The Federal Board of Revenue (FBR) plans to replace the fixed sales tax regime with the normal regime on import of mobile phones, which will generate sizeable revenue for the government and encourage the sale of locally-manufactured mobile phones, sources said on Wednesday.
To apply the normal sales tax regime at 17 per cent, the revenue board will make recommendations through the finance supplementary bill, which will be tabled before the Parliament for approval.
The supplementary finance bill is the part of conditions attached to the release of the $1.065 billion tranches by the International Monetary Fund.
The government has to get an approval of the supplementary bill from the Parliament for the removal of Rs350 billion exemptions and concessions.

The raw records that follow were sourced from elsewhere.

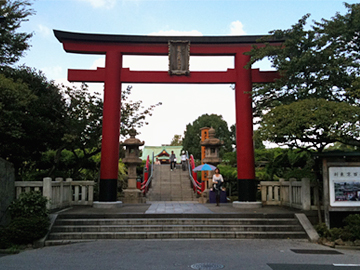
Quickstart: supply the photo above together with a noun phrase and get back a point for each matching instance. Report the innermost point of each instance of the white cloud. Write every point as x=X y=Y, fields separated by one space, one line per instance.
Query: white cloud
x=101 y=3
x=237 y=29
x=44 y=30
x=53 y=72
x=176 y=33
x=100 y=62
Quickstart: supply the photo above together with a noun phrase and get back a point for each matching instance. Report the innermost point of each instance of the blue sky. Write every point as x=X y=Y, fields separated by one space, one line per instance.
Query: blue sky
x=182 y=104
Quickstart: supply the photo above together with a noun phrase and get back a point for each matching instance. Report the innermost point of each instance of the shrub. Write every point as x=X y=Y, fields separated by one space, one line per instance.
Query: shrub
x=29 y=204
x=25 y=230
x=4 y=239
x=353 y=226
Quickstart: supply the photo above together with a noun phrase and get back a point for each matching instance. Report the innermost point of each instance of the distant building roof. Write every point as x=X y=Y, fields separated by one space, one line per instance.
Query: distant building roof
x=157 y=150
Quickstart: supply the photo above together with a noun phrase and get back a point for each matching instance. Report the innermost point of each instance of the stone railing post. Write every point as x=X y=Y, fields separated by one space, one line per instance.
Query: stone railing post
x=69 y=193
x=47 y=190
x=263 y=193
x=291 y=195
x=305 y=194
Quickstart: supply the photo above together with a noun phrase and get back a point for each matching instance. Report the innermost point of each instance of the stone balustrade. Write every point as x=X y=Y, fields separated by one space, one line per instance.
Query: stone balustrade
x=59 y=192
x=297 y=194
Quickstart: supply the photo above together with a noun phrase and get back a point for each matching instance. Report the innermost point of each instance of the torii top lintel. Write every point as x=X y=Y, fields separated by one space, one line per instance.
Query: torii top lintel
x=84 y=43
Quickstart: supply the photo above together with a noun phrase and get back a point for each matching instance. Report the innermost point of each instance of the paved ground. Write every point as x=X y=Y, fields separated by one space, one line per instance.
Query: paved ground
x=177 y=207
x=183 y=254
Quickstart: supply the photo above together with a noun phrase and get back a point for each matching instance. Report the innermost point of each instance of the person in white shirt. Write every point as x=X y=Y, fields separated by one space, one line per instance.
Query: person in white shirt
x=217 y=183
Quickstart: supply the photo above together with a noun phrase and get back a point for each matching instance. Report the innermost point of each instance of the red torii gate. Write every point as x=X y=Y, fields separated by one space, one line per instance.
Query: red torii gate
x=113 y=75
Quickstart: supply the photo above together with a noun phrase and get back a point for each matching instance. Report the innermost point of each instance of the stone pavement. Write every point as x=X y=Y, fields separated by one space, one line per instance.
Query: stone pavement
x=173 y=207
x=177 y=208
x=242 y=254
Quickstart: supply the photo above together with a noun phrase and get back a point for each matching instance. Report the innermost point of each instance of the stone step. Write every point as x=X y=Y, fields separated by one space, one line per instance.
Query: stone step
x=170 y=228
x=176 y=221
x=173 y=235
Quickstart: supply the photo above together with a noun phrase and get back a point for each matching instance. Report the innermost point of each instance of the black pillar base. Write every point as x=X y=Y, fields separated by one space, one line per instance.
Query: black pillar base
x=247 y=189
x=108 y=190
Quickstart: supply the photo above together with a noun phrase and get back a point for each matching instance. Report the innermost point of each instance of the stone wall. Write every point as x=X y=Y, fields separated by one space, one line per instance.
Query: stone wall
x=7 y=189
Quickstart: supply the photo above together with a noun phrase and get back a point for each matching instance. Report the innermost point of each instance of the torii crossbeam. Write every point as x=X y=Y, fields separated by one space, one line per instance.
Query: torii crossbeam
x=113 y=75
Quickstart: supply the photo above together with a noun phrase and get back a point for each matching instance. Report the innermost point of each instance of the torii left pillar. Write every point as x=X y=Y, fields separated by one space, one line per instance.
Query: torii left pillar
x=111 y=128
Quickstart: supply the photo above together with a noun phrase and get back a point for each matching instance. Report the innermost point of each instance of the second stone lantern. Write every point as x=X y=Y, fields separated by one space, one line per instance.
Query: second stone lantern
x=132 y=194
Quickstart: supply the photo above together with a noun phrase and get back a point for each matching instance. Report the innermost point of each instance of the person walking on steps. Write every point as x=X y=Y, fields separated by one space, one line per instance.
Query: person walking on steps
x=217 y=182
x=183 y=160
x=172 y=161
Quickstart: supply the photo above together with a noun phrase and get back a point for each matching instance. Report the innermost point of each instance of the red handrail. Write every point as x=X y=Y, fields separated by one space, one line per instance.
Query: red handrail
x=146 y=175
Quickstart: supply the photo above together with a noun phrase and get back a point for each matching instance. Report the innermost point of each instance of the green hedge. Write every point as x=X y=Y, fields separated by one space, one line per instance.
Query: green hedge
x=29 y=220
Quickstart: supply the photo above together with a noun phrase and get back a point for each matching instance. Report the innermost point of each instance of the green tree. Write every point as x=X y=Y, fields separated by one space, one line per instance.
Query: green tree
x=318 y=88
x=31 y=116
x=176 y=140
x=192 y=134
x=12 y=43
x=311 y=124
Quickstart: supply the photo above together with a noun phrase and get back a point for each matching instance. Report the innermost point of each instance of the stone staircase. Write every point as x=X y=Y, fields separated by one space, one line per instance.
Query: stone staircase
x=79 y=228
x=169 y=185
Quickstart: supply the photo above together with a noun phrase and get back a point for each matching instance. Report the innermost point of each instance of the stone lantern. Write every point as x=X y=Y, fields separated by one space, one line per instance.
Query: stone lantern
x=212 y=148
x=132 y=194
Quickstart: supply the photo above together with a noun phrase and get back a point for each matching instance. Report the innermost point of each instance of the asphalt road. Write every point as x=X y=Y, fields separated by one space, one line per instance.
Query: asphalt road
x=184 y=254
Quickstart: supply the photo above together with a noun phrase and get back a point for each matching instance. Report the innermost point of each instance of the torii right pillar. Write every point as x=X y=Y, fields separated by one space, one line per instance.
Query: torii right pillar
x=247 y=184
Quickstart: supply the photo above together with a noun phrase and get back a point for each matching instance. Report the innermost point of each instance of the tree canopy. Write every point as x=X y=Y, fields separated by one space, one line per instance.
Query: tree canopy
x=315 y=101
x=12 y=43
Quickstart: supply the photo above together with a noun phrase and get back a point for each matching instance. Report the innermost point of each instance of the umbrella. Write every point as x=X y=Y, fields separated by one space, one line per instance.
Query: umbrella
x=204 y=167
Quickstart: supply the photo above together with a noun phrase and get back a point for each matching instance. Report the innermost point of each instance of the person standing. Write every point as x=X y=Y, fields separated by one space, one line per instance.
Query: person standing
x=183 y=160
x=217 y=183
x=172 y=161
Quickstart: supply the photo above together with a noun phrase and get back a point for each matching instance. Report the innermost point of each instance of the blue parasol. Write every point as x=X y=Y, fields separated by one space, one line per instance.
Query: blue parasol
x=204 y=167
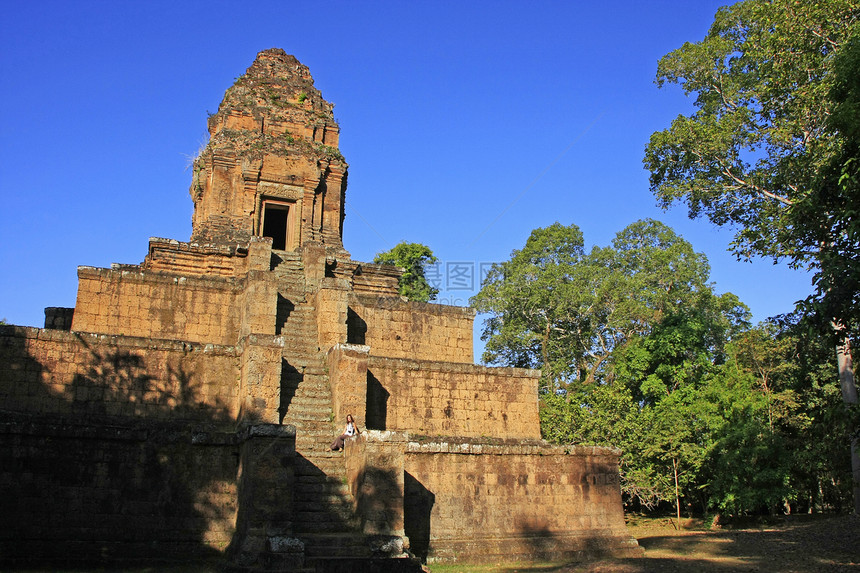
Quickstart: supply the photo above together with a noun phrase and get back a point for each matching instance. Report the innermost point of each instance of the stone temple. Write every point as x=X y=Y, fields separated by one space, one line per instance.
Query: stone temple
x=185 y=407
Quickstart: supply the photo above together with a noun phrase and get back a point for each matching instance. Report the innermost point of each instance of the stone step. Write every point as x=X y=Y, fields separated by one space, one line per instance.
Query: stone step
x=333 y=545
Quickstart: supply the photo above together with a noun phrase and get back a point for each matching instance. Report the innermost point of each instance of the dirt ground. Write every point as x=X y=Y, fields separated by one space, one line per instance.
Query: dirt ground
x=794 y=544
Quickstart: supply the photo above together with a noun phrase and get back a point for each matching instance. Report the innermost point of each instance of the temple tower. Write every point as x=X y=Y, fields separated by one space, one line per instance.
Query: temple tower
x=272 y=166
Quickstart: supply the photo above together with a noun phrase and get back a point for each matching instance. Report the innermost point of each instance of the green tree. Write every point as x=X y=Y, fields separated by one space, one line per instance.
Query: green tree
x=623 y=336
x=413 y=258
x=761 y=154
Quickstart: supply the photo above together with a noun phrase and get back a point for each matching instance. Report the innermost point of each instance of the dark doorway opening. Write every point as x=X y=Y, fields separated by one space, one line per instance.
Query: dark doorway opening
x=276 y=223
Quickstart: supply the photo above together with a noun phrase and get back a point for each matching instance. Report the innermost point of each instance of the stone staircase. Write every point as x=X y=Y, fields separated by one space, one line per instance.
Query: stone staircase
x=324 y=519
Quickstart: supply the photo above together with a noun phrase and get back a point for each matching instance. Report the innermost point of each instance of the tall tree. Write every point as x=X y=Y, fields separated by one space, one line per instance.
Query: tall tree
x=753 y=153
x=413 y=258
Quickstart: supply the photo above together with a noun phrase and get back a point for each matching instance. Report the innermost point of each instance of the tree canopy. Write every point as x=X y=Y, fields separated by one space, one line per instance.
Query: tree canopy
x=772 y=149
x=413 y=258
x=638 y=351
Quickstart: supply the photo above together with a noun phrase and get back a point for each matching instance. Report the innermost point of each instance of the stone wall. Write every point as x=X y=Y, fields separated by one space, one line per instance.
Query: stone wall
x=484 y=501
x=132 y=302
x=58 y=372
x=79 y=493
x=449 y=399
x=420 y=331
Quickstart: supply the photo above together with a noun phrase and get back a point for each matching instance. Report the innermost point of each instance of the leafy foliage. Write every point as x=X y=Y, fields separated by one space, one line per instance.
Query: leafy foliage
x=772 y=150
x=413 y=258
x=639 y=352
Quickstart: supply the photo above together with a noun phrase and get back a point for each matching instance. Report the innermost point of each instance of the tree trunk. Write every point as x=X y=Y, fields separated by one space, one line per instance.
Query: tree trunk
x=849 y=396
x=677 y=496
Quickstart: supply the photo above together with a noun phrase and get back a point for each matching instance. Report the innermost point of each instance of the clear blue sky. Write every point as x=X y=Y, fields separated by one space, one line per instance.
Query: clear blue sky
x=465 y=124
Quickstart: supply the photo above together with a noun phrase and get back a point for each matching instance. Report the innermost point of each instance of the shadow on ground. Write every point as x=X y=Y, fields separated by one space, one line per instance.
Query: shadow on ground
x=799 y=544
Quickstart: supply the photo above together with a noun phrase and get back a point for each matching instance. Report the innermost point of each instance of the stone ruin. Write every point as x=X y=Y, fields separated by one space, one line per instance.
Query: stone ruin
x=184 y=408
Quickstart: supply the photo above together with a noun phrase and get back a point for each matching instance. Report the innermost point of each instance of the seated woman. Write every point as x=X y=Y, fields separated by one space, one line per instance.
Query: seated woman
x=348 y=432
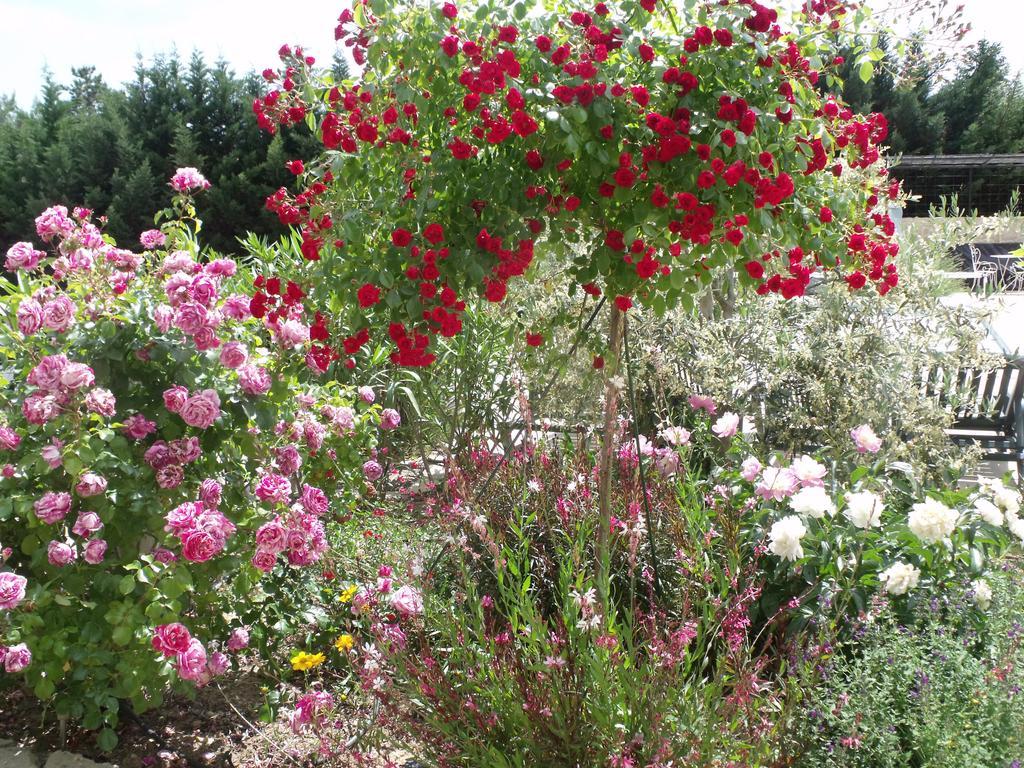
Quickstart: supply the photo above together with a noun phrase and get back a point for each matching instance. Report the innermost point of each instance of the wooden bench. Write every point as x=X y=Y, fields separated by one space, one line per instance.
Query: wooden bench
x=986 y=408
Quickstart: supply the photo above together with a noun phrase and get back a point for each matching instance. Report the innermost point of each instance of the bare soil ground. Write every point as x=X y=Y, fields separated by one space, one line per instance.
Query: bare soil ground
x=219 y=728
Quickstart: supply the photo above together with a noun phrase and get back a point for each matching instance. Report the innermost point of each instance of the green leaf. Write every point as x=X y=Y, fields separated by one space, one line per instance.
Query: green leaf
x=107 y=739
x=45 y=688
x=127 y=585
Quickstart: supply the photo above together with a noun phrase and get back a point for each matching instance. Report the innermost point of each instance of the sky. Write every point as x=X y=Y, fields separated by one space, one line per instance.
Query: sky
x=109 y=34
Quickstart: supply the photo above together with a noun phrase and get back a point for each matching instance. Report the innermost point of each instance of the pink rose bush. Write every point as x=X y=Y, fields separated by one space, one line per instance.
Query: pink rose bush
x=164 y=452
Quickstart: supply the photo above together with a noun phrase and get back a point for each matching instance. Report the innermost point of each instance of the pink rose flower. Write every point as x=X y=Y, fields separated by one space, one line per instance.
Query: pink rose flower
x=190 y=663
x=90 y=483
x=77 y=376
x=201 y=410
x=16 y=658
x=171 y=639
x=221 y=267
x=288 y=460
x=170 y=476
x=182 y=517
x=39 y=409
x=94 y=552
x=11 y=590
x=9 y=439
x=100 y=401
x=271 y=487
x=206 y=339
x=254 y=380
x=174 y=398
x=46 y=375
x=190 y=317
x=408 y=601
x=390 y=419
x=52 y=507
x=264 y=560
x=217 y=664
x=199 y=546
x=233 y=354
x=239 y=639
x=188 y=179
x=293 y=333
x=23 y=256
x=87 y=522
x=750 y=469
x=54 y=221
x=865 y=439
x=30 y=316
x=314 y=501
x=203 y=290
x=152 y=239
x=726 y=425
x=164 y=555
x=271 y=537
x=59 y=554
x=185 y=450
x=58 y=314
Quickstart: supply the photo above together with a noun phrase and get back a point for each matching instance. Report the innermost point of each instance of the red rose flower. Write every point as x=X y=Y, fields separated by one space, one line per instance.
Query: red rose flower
x=434 y=233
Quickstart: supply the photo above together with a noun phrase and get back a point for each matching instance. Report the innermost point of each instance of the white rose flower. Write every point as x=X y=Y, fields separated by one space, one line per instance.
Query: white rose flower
x=813 y=502
x=784 y=538
x=900 y=578
x=931 y=520
x=982 y=594
x=1016 y=525
x=1006 y=499
x=863 y=509
x=988 y=512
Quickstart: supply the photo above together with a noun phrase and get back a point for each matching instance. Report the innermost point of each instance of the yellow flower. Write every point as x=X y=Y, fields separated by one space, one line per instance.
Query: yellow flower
x=303 y=660
x=348 y=594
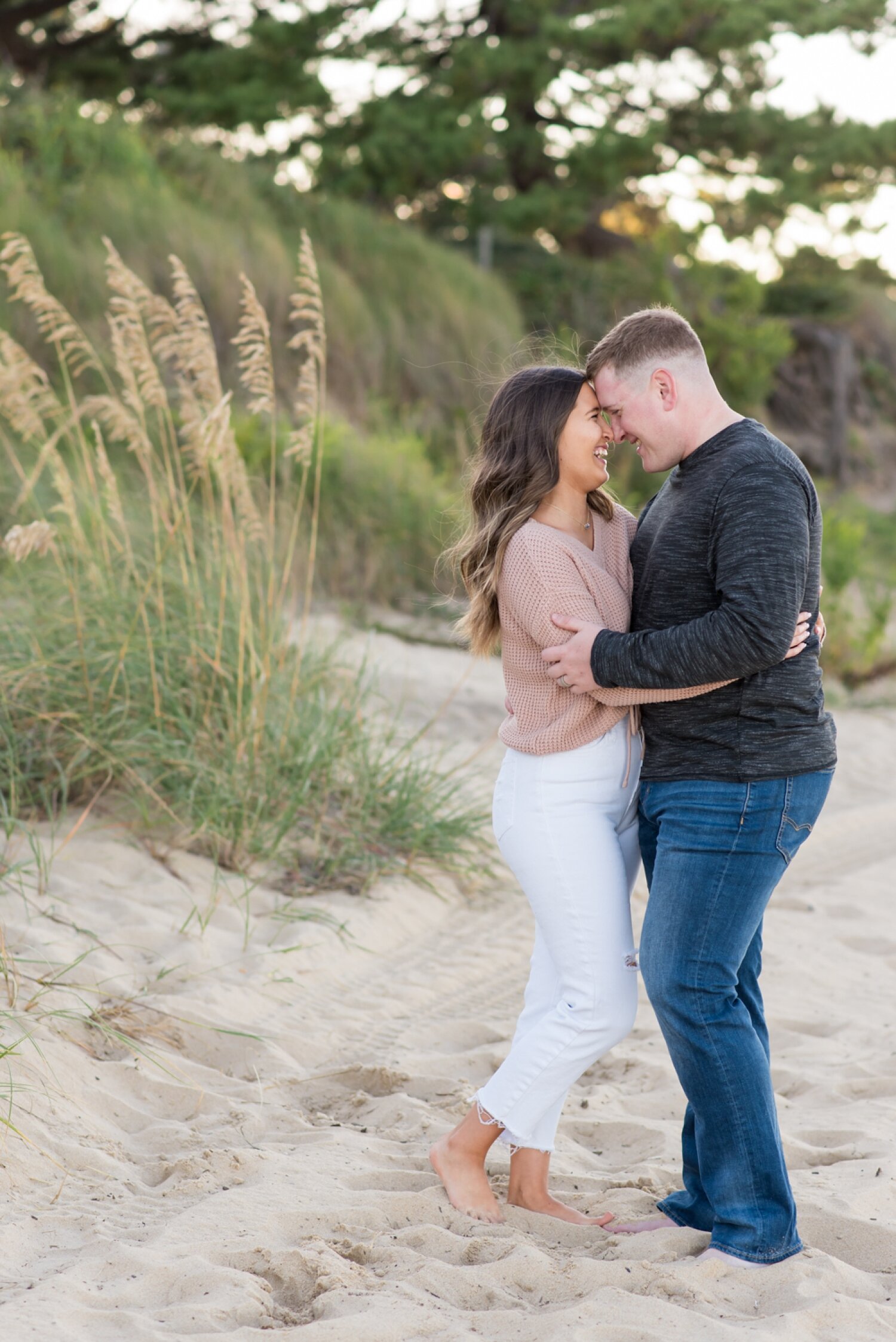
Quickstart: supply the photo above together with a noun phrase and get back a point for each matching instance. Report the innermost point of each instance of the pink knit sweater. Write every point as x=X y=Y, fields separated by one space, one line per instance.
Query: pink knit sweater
x=545 y=572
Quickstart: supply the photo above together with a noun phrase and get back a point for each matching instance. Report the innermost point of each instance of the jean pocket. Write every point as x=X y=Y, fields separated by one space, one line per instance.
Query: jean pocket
x=804 y=799
x=504 y=803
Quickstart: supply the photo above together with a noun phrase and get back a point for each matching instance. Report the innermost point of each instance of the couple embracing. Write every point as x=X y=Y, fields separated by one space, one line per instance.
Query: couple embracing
x=679 y=720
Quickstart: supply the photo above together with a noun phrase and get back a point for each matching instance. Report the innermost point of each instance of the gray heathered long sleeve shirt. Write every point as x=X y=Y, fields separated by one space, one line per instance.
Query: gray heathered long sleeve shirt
x=725 y=558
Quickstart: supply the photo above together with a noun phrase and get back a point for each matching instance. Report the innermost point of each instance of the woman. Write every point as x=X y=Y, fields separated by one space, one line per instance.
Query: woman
x=547 y=537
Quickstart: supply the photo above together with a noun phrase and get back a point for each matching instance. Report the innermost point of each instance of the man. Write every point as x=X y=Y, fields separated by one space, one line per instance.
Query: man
x=725 y=558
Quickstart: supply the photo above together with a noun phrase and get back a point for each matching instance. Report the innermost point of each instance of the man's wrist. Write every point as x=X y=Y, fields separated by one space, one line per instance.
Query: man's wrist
x=596 y=662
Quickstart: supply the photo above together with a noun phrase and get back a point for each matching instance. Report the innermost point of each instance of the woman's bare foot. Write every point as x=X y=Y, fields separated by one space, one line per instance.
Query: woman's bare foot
x=653 y=1223
x=529 y=1188
x=459 y=1160
x=729 y=1258
x=549 y=1205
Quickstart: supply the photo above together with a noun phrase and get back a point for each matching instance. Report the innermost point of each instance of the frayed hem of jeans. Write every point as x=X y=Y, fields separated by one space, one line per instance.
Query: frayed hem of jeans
x=679 y=1221
x=483 y=1116
x=756 y=1258
x=506 y=1137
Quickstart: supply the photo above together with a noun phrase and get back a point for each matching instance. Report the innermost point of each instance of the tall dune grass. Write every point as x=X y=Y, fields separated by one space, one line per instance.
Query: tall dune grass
x=157 y=649
x=410 y=323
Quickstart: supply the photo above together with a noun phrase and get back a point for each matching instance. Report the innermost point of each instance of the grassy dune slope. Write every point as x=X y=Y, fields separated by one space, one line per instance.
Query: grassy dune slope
x=411 y=323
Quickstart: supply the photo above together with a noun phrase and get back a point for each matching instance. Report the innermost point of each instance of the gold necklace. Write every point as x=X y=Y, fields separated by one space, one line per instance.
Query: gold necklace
x=559 y=509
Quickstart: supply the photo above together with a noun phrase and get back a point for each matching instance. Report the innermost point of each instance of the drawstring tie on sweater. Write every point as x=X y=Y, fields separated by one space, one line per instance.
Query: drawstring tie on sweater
x=635 y=729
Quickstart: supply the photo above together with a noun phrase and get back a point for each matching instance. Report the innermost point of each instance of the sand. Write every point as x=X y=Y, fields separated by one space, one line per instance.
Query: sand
x=225 y=1183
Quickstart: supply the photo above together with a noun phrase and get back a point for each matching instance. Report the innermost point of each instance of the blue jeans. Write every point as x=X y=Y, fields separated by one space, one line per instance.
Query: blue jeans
x=713 y=854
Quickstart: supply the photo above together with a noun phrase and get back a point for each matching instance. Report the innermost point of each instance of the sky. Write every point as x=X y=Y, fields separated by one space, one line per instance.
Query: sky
x=824 y=69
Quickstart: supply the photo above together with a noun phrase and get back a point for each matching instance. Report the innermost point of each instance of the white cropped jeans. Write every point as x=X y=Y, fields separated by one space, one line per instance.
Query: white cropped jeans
x=567 y=830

The sources said the apex tax body had proposed to withdraw the fixed tax regime on the import of completely built unit (CBU) mobile phones.
At present, the sales tax on import of CBU mobile phone is mobile phone not exceeding $30, excluding smartphone, Rs130; not exceeding $30 (smartphones), Rs200; exceeding $30 but not exceeding $100, Rs200; exceeding $100 but not exceeding $200, Rs1,680; exceeding $200 but not exceeding $350, Rs1,740; exceeding $350 but not exceeding $500, Rs5,400; and exceeding $500, Rs9,270.
The sources said the prices of imported CBU mobile phones would witness a significant increase if amendments were made to the law.
Citing an example, the sources said, the sales tax on a $501 mobile phone is currently charging a sales tax of Rs9,270. After the elimination of the fixed tax regime, the sales tax would almost double to Rs15,000.